Influencing is a dirty word. The images it provokes are thin, white and addicted to protein shakes and slimming teas. But it saved my life. Real influence deals in courage, and so do influencers. While most of us work in industries that value our silence and depend on our humility, influencers profit from being the salespeople-cum-court jesters of the world. They wholly embrace the “cringe” and the “ick” some would rather die than succumb to, then use them to a fame advantage. While we wrestle with whether to view them as smart businesspeople or airheads “selling their souls” for sponsored content, they are out there creating content and making serious money. All this profit from what we’re so used to condemning as social crucifixion.
The night I decided to send a flame Emoji in response to my now-wife’s Instagram story was my first act as an influencer. And it wasn’t easy. I physically winced before I pressed send. I knew what the risk was to my sense of maintaining my “cool” - to seem natural, unaffected, magnetic and not wanting or, god forbid, desperate. I remember taking a deep breath, looking around at my sister’s house, where I was crashing after my last relationship proved more catastrophically cyrogenic than “cool”, and realising that “cool” had really never worked for me. “Cool” was somebody else’s boundary. I would go on to cross many more of these false boundaries during the emotional weeding and stumping of the next year. But most of all, I would dine out on all the sumptuous moments of being uncool that were the stuff of my becoming. And what I was becoming was an influence.
And we all know the world doesn’t respond well to influential women. The images of “positive influences” we rehearse are almost exclusively good mothers and capable wives. The news cycle dines on the demonisation of female-led industries – OnlyFans, health and beauty, motherhood, the constant critique of women in power. The media love a catfight. Even moreso, one that allows them to platform the “stability” of traditionally male-dominant economies like cryptocurrency and big tech. In the home, they’ve deployed the concept of “cringe” so we remain self-policing and humble. Women, they tell us, are far more useful dating influencers than being influential ourselves. But I know the dangers of being under an influence. And I’m not about to shout them another round.

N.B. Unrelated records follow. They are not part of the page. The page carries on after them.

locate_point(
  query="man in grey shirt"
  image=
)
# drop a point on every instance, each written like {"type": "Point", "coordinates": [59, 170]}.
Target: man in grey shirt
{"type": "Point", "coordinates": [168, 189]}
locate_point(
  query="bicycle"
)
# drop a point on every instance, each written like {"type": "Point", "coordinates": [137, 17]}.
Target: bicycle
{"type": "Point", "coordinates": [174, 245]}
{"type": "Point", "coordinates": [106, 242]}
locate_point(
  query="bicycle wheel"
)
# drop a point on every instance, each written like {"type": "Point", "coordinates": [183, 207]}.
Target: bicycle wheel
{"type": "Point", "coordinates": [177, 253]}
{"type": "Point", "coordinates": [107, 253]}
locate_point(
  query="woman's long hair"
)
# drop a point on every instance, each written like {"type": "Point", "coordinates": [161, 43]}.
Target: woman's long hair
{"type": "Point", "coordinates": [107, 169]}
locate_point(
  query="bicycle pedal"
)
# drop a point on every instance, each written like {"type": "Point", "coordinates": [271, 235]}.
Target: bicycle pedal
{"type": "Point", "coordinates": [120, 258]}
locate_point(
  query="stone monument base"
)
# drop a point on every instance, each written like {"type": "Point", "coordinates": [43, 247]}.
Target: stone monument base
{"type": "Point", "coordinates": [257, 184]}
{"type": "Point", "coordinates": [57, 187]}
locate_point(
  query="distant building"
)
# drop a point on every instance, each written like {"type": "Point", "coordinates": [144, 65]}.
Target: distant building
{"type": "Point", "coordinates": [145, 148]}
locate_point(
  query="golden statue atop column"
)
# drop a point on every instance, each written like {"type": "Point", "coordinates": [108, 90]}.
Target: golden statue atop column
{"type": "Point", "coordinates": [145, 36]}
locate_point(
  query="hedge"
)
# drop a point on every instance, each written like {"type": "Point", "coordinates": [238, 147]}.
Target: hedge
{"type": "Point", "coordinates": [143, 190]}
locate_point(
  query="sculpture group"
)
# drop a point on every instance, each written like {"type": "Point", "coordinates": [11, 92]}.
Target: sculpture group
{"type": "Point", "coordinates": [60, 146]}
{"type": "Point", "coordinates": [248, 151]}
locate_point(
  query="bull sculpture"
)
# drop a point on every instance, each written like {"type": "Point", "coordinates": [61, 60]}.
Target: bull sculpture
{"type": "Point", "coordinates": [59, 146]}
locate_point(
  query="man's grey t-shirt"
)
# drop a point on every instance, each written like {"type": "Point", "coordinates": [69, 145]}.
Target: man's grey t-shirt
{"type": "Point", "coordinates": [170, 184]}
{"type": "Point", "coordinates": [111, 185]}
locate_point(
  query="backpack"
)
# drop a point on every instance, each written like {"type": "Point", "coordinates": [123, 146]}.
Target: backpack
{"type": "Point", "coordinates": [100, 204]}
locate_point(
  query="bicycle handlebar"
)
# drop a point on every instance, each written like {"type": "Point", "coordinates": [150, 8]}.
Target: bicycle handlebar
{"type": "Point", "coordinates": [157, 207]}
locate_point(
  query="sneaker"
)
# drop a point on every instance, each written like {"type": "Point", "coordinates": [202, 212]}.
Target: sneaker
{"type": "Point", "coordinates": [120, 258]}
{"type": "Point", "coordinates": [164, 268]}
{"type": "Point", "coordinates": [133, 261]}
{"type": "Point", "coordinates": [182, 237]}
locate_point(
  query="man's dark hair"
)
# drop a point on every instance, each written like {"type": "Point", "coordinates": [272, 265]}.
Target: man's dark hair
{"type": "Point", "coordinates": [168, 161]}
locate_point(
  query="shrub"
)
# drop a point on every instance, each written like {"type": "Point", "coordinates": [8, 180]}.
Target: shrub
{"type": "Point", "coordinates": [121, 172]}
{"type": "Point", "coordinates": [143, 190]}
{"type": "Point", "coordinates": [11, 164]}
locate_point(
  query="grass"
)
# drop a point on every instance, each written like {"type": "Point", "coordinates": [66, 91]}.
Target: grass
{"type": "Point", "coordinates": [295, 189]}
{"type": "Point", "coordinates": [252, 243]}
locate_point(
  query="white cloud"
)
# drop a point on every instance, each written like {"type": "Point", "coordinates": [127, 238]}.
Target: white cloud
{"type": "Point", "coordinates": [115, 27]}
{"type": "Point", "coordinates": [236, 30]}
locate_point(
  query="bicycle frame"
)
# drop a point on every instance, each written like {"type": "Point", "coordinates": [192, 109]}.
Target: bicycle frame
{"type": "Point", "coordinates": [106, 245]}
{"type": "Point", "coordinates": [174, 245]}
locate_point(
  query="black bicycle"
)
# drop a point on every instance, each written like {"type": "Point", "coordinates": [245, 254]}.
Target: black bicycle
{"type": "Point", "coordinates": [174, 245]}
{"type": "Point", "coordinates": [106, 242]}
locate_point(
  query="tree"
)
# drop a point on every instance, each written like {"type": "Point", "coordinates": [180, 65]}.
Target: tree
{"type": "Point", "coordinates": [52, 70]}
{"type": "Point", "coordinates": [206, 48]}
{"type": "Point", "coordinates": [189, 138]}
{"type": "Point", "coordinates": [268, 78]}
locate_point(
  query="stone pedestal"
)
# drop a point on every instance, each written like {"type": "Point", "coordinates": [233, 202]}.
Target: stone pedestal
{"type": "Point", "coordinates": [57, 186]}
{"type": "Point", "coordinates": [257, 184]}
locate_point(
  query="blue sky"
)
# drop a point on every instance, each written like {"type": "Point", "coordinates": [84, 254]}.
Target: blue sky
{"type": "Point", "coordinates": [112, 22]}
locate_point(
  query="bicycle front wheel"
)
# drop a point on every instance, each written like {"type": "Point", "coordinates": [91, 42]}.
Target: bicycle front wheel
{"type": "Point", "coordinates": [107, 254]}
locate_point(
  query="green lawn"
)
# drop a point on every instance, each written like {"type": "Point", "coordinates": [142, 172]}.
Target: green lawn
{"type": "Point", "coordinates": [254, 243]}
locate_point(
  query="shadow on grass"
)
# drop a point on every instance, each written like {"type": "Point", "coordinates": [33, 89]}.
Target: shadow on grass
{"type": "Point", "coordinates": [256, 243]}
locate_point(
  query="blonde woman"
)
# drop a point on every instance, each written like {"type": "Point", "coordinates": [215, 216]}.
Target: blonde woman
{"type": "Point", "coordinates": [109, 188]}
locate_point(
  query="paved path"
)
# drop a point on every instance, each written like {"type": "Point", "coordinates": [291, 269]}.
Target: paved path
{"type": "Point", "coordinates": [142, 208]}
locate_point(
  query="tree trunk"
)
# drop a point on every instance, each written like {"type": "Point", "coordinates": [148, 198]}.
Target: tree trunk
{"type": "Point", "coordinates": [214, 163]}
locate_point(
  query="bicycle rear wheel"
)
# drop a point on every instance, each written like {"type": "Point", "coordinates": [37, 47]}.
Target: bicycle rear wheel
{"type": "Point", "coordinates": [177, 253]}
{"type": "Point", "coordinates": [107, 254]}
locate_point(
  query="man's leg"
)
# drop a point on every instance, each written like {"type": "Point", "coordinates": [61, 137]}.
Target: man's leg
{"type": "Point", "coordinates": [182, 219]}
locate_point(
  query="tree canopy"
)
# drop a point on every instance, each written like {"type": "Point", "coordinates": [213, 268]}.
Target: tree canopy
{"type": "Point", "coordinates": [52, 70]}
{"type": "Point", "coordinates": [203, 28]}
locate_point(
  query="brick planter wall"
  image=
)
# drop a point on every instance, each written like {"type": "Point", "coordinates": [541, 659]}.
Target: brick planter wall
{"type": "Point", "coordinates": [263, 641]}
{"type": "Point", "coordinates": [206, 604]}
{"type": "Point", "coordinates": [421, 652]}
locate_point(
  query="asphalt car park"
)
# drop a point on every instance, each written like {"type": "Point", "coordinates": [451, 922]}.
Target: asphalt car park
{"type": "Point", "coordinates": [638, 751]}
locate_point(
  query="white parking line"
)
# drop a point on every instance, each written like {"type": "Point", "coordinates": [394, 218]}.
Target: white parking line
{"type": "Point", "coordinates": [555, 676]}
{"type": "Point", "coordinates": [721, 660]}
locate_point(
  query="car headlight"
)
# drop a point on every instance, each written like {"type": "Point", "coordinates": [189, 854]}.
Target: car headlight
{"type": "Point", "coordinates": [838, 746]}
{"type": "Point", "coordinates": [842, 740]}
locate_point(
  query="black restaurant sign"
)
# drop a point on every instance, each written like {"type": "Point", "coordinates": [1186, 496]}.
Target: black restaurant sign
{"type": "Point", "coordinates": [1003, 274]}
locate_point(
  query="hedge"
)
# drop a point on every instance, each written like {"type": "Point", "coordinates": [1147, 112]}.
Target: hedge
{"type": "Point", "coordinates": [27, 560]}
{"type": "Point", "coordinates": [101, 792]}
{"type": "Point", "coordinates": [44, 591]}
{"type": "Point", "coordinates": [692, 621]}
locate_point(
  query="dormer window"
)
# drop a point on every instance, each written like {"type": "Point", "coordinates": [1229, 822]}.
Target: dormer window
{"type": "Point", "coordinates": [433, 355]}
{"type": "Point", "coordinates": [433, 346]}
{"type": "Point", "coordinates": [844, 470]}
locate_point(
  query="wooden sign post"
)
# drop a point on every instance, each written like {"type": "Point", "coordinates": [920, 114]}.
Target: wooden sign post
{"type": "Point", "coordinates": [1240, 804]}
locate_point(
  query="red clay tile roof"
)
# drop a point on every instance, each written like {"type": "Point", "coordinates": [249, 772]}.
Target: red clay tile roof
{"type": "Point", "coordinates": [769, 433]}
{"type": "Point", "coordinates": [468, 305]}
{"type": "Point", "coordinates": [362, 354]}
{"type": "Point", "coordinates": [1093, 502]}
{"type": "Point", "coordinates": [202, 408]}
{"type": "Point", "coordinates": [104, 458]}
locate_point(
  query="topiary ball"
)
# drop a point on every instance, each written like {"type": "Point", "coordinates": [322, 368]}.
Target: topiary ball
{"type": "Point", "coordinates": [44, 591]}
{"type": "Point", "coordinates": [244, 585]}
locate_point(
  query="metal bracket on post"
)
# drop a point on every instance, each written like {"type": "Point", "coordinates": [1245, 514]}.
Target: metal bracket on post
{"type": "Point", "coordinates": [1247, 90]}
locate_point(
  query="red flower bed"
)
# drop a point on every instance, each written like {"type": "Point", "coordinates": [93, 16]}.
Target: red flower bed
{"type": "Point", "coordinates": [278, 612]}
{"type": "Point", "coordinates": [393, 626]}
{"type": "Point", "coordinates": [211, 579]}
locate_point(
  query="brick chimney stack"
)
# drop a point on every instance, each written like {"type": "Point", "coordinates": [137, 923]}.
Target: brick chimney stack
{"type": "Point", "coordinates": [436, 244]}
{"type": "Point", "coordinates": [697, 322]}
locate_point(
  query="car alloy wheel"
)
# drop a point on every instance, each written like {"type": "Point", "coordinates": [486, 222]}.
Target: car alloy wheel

Influencers saved my life. And I’ll remain a fan. I may be the only one. But, to quote the catchphrase of budding YouTubers – don’t forget to like and subscribe.
It’s clear we’re endorsing something either way, so why not invest in the power of our influence, rather than drink to it?
TN
Also not drinking and loving it, feel like life's more of an adventure (cringe). Also not to debate your own chronicles, maybe more your math, would you guys be two years and counting if your marriage only broke down in 2021 covid.